刹那さんが微妙な笑みをしながら向こう側を指す。

確かに掲示板はあるが、う~ん次はってあれ?

 

「龍宮さんが僕の前だって言ってましたけど違いますね」

「私が入ってませんわ」

「真名は知り合いで言ってたのでしょう」

「ああ~」

「なるほど、ようは高音さんの存在を知らないって事ね」

 

その納得の仕方はどうかと思う。明日菜さん

わからなくもない。

龍宮さんと高音さんの会話なんて存在しなかったし。

刹那さんが僕の方を見ながら緊張した声で言った。

 

「次の試合は派手になりますよ」

「クーちゃんは何とか何とかの優勝者だからね」

「明日菜はどんだけ物覚えが悪いんだ? 一般に関してだけ」

「う、うるさいわよ! エヴァちゃんは覚えてるわけ?」

「当然だ。

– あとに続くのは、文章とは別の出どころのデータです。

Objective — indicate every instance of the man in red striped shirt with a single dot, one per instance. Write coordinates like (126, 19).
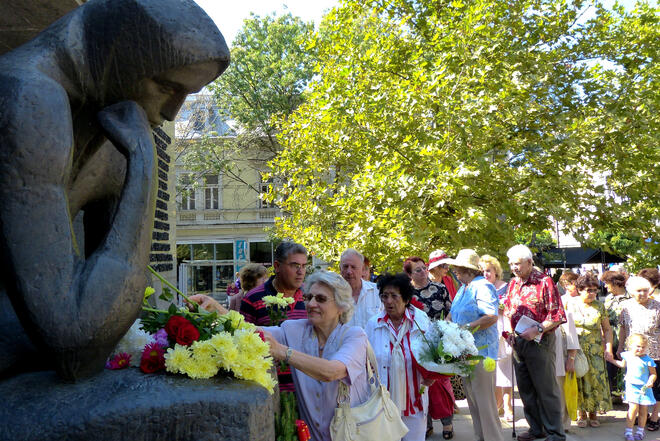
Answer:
(533, 295)
(290, 265)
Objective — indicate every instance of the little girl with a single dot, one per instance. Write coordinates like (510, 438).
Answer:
(640, 375)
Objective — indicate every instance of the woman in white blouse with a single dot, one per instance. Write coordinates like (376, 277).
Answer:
(390, 333)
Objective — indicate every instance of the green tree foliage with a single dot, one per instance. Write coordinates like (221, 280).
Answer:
(269, 71)
(450, 124)
(265, 82)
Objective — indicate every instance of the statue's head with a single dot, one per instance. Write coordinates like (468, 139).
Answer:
(152, 51)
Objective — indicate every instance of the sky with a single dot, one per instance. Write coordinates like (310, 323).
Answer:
(229, 16)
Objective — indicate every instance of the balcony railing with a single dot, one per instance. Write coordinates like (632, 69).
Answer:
(226, 216)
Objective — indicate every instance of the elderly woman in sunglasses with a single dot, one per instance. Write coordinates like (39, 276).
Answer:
(322, 351)
(390, 333)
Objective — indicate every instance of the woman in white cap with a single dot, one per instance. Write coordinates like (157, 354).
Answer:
(439, 272)
(475, 307)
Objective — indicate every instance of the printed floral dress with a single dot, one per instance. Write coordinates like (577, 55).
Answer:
(593, 388)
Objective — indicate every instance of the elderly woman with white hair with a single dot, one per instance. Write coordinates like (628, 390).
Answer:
(323, 350)
(641, 315)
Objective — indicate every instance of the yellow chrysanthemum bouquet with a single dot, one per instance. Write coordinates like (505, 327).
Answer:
(197, 343)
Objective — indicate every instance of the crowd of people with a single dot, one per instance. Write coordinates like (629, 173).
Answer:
(541, 340)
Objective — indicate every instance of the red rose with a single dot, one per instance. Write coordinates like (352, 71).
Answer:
(186, 335)
(153, 358)
(181, 330)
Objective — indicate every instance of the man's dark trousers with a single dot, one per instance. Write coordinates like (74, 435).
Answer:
(537, 385)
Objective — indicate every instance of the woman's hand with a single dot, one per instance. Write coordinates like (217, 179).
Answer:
(609, 356)
(208, 303)
(277, 350)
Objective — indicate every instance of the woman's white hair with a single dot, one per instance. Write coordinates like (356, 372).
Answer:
(519, 252)
(635, 282)
(340, 288)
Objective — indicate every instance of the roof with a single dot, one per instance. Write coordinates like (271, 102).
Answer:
(577, 256)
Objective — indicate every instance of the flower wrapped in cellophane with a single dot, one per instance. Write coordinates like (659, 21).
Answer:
(447, 349)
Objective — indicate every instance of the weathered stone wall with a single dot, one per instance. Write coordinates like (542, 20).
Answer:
(129, 405)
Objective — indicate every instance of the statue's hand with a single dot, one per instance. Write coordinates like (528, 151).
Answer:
(125, 124)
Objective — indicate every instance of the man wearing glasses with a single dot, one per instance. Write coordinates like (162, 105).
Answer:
(533, 295)
(290, 266)
(365, 293)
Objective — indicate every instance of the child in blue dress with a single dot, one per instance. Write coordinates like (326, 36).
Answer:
(640, 375)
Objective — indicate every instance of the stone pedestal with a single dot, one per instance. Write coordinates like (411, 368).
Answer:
(129, 405)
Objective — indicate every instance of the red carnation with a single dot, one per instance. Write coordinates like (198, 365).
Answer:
(303, 431)
(181, 330)
(153, 358)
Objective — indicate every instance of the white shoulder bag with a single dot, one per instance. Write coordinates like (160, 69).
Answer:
(376, 419)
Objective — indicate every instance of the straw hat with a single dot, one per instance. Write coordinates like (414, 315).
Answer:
(435, 257)
(466, 258)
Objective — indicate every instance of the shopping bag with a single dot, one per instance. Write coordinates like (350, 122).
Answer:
(570, 394)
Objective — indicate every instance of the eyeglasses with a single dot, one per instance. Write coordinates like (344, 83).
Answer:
(320, 298)
(385, 296)
(297, 266)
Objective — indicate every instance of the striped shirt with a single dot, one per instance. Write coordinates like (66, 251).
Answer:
(254, 311)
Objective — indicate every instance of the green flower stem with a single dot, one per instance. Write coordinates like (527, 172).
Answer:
(144, 308)
(166, 282)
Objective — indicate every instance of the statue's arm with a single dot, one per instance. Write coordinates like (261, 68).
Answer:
(76, 308)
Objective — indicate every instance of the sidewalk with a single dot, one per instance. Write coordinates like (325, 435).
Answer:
(611, 428)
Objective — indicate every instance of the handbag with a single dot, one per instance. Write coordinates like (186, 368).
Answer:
(378, 418)
(581, 364)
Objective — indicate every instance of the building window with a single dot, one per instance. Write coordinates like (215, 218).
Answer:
(211, 192)
(261, 252)
(186, 192)
(263, 189)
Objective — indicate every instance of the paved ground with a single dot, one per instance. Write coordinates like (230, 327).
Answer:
(611, 428)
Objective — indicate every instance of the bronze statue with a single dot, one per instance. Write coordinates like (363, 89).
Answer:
(77, 172)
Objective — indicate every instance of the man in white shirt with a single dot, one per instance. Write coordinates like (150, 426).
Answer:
(365, 294)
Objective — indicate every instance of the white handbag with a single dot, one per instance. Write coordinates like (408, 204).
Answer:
(581, 364)
(376, 419)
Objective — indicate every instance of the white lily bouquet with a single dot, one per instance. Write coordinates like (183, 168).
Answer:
(447, 349)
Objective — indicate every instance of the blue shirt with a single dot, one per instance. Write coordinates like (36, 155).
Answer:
(471, 302)
(637, 368)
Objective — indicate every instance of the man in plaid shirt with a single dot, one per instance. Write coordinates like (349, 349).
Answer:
(534, 295)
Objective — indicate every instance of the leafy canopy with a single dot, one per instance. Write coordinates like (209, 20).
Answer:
(451, 124)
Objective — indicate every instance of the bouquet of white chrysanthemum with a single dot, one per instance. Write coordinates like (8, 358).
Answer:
(447, 349)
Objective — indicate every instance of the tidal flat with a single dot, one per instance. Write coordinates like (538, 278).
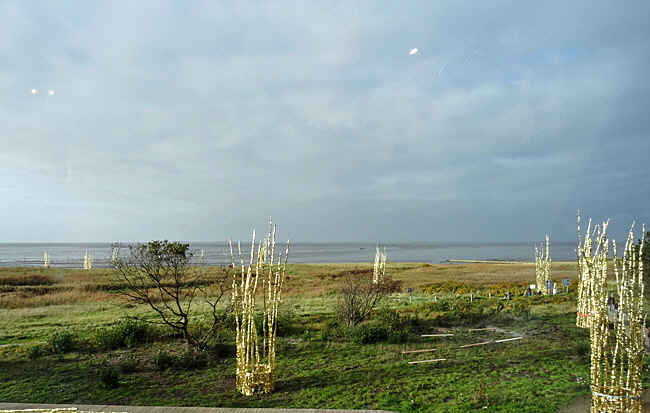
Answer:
(533, 357)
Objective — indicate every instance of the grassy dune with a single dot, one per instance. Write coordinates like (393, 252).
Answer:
(321, 364)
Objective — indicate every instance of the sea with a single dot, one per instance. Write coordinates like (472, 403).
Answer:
(71, 255)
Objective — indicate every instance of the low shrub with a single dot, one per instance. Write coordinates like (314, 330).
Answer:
(369, 334)
(62, 341)
(162, 360)
(109, 377)
(126, 333)
(37, 351)
(185, 360)
(127, 364)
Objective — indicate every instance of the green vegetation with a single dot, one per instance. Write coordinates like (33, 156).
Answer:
(67, 348)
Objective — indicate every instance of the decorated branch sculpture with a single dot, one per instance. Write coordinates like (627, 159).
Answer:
(256, 352)
(592, 265)
(617, 354)
(379, 269)
(542, 267)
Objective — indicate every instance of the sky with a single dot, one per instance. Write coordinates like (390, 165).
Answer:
(200, 120)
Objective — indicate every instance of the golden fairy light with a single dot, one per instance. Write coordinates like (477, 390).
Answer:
(255, 363)
(617, 334)
(379, 269)
(592, 264)
(88, 261)
(542, 267)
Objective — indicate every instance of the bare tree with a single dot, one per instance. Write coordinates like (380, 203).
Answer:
(186, 296)
(360, 295)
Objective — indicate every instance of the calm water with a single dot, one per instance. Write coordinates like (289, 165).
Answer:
(218, 253)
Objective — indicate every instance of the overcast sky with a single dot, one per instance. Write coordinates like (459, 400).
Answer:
(198, 120)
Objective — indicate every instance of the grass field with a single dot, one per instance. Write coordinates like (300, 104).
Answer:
(65, 341)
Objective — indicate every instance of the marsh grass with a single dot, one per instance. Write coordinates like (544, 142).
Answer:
(319, 366)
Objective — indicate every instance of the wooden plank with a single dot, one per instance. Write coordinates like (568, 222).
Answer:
(476, 344)
(508, 339)
(418, 351)
(425, 361)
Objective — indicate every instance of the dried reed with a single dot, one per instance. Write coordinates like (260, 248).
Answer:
(379, 269)
(542, 267)
(255, 363)
(617, 356)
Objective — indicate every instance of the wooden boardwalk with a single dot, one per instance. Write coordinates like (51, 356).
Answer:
(164, 409)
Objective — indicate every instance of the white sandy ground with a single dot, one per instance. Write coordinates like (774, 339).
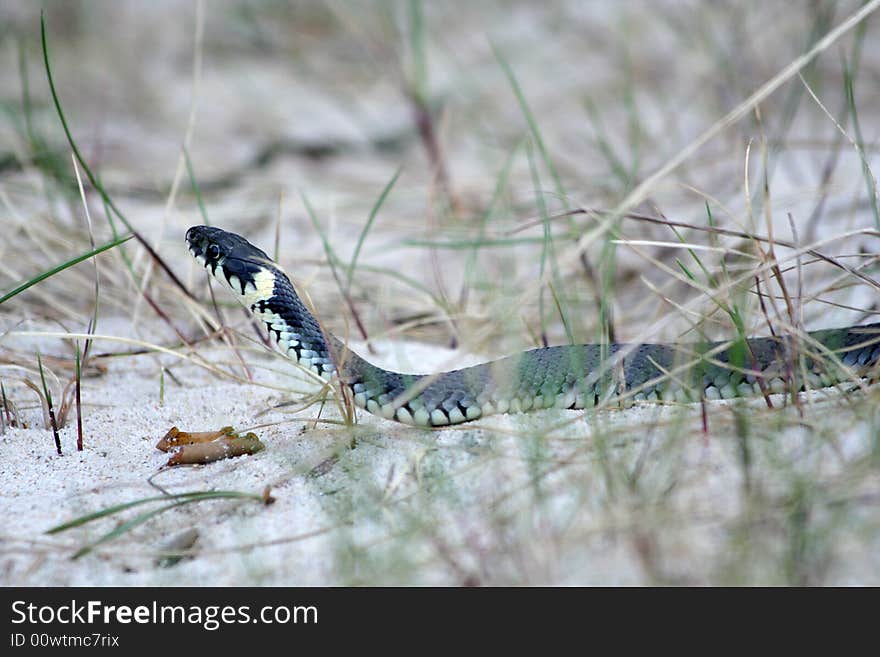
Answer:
(355, 522)
(491, 503)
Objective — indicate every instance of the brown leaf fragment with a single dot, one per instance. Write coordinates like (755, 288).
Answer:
(175, 437)
(226, 447)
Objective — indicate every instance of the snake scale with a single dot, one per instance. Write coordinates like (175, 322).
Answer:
(569, 377)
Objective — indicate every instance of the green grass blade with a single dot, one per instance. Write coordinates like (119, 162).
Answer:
(65, 265)
(373, 212)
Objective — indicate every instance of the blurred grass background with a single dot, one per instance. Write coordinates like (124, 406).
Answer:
(483, 122)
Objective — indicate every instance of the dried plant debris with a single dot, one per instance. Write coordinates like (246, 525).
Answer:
(192, 448)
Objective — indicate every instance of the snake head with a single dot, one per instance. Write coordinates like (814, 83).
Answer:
(230, 257)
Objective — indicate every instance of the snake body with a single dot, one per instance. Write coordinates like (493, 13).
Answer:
(568, 377)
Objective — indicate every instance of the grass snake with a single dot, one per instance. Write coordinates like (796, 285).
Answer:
(568, 377)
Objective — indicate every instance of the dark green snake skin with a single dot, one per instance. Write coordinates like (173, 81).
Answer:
(572, 377)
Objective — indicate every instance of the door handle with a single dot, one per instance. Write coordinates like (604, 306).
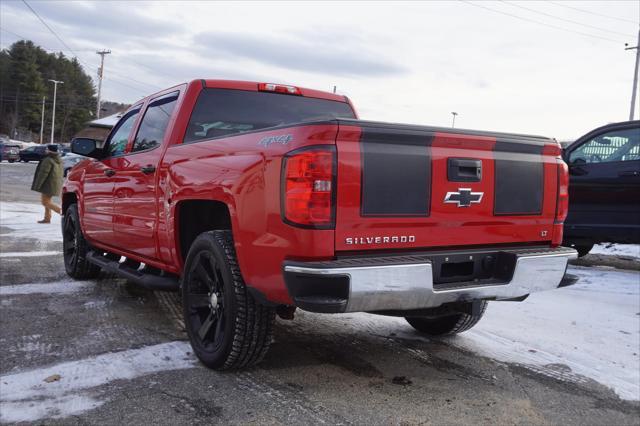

バカレッドと同じにされたら私の人生は落第まっしぐらだ」

 

だんだんとケンカ腰になってきた2人を聖なる鎖で拘束する。

 

「ネ、ネギ!?」

「何をする!?」

 

僕を睨む2人だったが、ここは何処だと思っていると念話と視線で返す。

2人はうっと恥ずかしくなり、顔を赤くする。

 

「わかったから外してくれない?」

「なぜか力が抜ける」

 

反省したみたいだから、聖なる鎖を消した。

拘束されてた2人は跡が残ってないか調べていた。

明日菜さんがジト目で見てきた。

 

「もうちょっと止める方法はないの?」

「血が昇ってる2人はちょうどいい薬です」

「それよりあの鎖、空間を割って出てきてたな」

 

エヴァの言うとおり、聖なる鎖は空間から出した、というかそうするように設定した。

 

「普通の鎖に見えましたが?」

「あれは普通の鎖じゃないわよ。刹那さん」

「そうなんですか?」

「魔力が使えなかったし」

「力が抜けたから吸収特性の鎖か」

 

そう結論を出したエヴァはうんうんと納得する。

でも違うんだよそれ、聖の逆の属性を減少させる能力付きなだけ。

減少させてるだけだから吸収と間違えやすい。

減少させた力は別次元に流してるだけだし。

 

「それは後でこっそり話します。それより」

「ああ。そうだな」

「そうね」

 

そういえば、実況いない。

茶々丸さんがしないって言ってたから代役がいるかと思いました。

そんな存在いないんですね

 

『コッホン! 次の試合を開始したいと思います。両選手準備してください!』

 

第4試合が今ここに始まろうとしていた。